I sipped a Clement Hills viognier, inhaled over an Australian shiraz, held a Napa pinot noir to the light and daydreamed about what might taste good alongside. I did this grueling work as a member of the PLCB’s Wine Advisory Council — a group of restaurateurs, wine educators and hospitality folk helping with selections and promotions.
Anthony Jones, head of the specialty wine-buying team, wisely wore a dark shirt to hide the unavoidable splashes. Done correctly, wine tasting is messy work — swirl, sniff, taste and spit. And you must spit, no matter how delicious the wine. When there are dozens or hundreds of wines to be considered, you can get appallingly drunk. I’ve seen too many people (though not in this group) embarrass themselves at tastings, and they don’t get invited back. Anyway, it’s business, and keeping a clear head is essential. There will be hardball negotiating. As Tony said, the ideal Chairman’s Selection wine has a strong ratio of value to quality.So I watched as he consulted his laptop, researching wine prices and sales histories
When he’s offered a well-regarded pinot grigio that was released at $18.99, which he can sell for $10.99, he’ll buy thousands of cases for the PLCB, and we’ll quaff it all summer long. When he’s offered a delicious $90 St.-Emilion, ready to drink now, and can hammer out a deal that lets the state retail it for $40 less, he’ll grab the 200 cases available. Connoisseurs will snap them right up. In the end, the PLCB bought 162 wines, more than 100,000 cases, which will be in stores through the end of the year.

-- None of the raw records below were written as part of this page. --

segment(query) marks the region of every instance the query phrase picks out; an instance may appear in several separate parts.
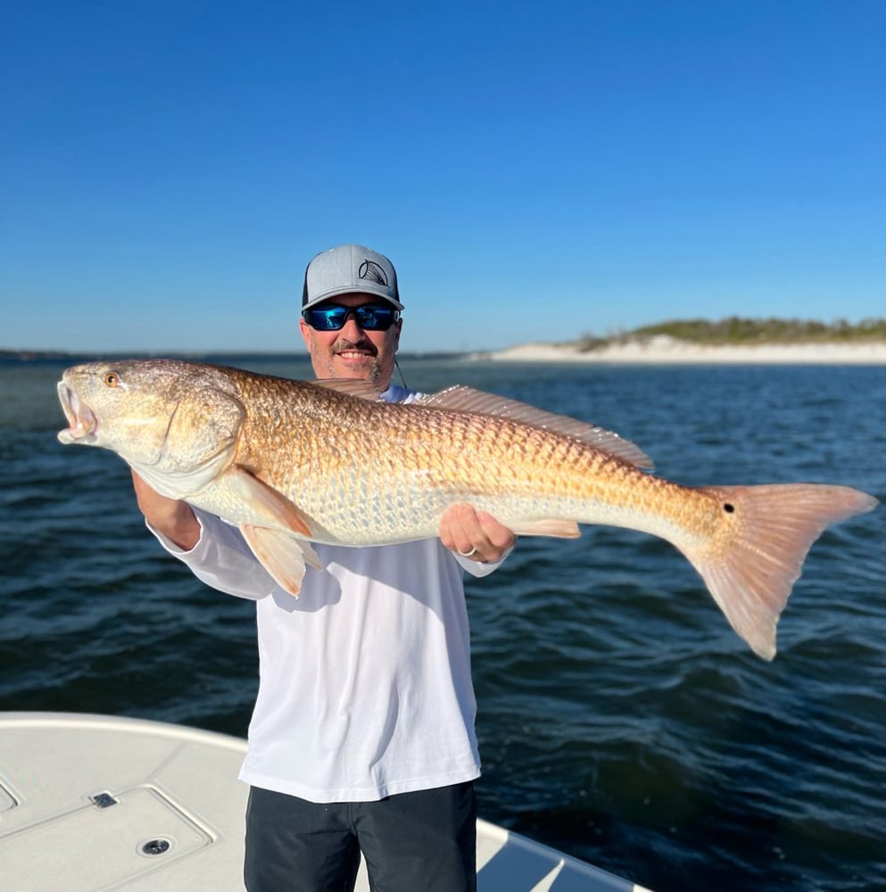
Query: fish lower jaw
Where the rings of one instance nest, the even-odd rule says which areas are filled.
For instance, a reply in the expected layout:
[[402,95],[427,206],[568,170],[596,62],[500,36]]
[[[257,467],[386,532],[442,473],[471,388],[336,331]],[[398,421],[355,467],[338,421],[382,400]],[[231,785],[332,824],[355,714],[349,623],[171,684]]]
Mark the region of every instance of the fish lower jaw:
[[98,431],[95,414],[63,383],[59,384],[58,391],[64,417],[68,419],[68,429],[59,434],[59,440],[63,443],[91,443]]

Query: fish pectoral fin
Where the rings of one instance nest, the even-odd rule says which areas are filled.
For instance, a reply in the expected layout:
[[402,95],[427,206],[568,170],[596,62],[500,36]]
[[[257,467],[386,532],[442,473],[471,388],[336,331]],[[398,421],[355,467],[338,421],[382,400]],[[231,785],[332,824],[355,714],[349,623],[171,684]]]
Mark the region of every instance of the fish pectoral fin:
[[236,465],[228,472],[253,510],[268,517],[269,525],[285,526],[299,536],[313,538],[311,518],[282,492],[259,480],[251,471]]
[[323,566],[310,542],[296,539],[283,530],[244,524],[240,532],[269,575],[280,588],[296,598],[302,591],[305,565],[319,569]]
[[518,536],[554,536],[557,539],[577,539],[582,531],[574,520],[559,520],[548,517],[544,520],[532,520],[517,524],[511,529]]
[[411,405],[510,418],[512,421],[532,425],[533,427],[553,431],[555,434],[578,440],[635,467],[651,469],[655,467],[652,459],[636,443],[604,427],[598,427],[596,425],[579,421],[577,418],[570,418],[566,415],[545,412],[528,403],[496,396],[494,393],[485,393],[483,391],[474,390],[473,387],[458,384],[437,393],[423,396]]

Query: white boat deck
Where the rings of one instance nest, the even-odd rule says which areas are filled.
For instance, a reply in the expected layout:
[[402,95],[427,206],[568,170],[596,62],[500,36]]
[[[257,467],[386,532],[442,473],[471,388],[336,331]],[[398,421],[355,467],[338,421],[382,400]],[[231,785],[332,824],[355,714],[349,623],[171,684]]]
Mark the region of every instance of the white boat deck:
[[[243,892],[244,740],[138,719],[0,713],[4,892]],[[368,892],[364,869],[357,888]],[[645,892],[484,821],[478,892]]]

Meanwhile, I tried every new wine and offered suggestions where I could. This tasting emphasized California reds, but vendors also brought excellent reds, whites and rosés from across the world. I abandoned my prejudice against wines with cartoon labels, after sampling an excellent viognier that will sell for $11.99. And I urged Tony’s team to buy more rieslings and rosés, elegant wines to pair with late-summer appetizers and entrees.
Inevitably, I had to push myself away from the tasting table. The next morning I was due at the State Fair in Sacramento. Each year I judge on the fair’s wine-tasting panel, and this year at 8:30 a.m., 30 sparkling wines waited for me to assess. Gosh, they were good! Then they brought out another 30. Then 12 more. Then we broke for lunch.
One benefit of being a judge is that I can be the first to find wonderful wines for my restaurant customers. As I taste each, I ask myself, “Would my customers like this, and is there a value here?” When I taste for the PLCB, I get to think beyond my customers and consider what represents quality and a good price for wine lovers across Pennsylvania. I hope you’ll agree we did right by you.
The wines tasted will be in Pittsburgh-area Premium Collection Wine& Spirits stores this fall. Not every wine is in every store, and supplies are limited, but Chairman’s Selections such as these will be available throughout the end of the year: Benson Ferry Vineyards Nine x Nine Zinfandel 2006, Lodi quoted at $14, plcb price $9.99; Cosentino Cigarzin 2005, California quoted at $30, plcb price $19.99; Merryvale Silhouette Chardonnay 2004, Napa Valley quoted at $45, plcb price $29.99; Rolf Binder Hales Shiraz 2006, Barossa Valley quoted at $20, plcbprice $15.99; Shelby Winery Merlot 2005, Sonoma County quoted at $24, plcbprice $14.99; Trinchero Stagecoach Vineyard Cabernet Sauvignon 2005, Napa Valley quoted at $50, plcbprice $20.01.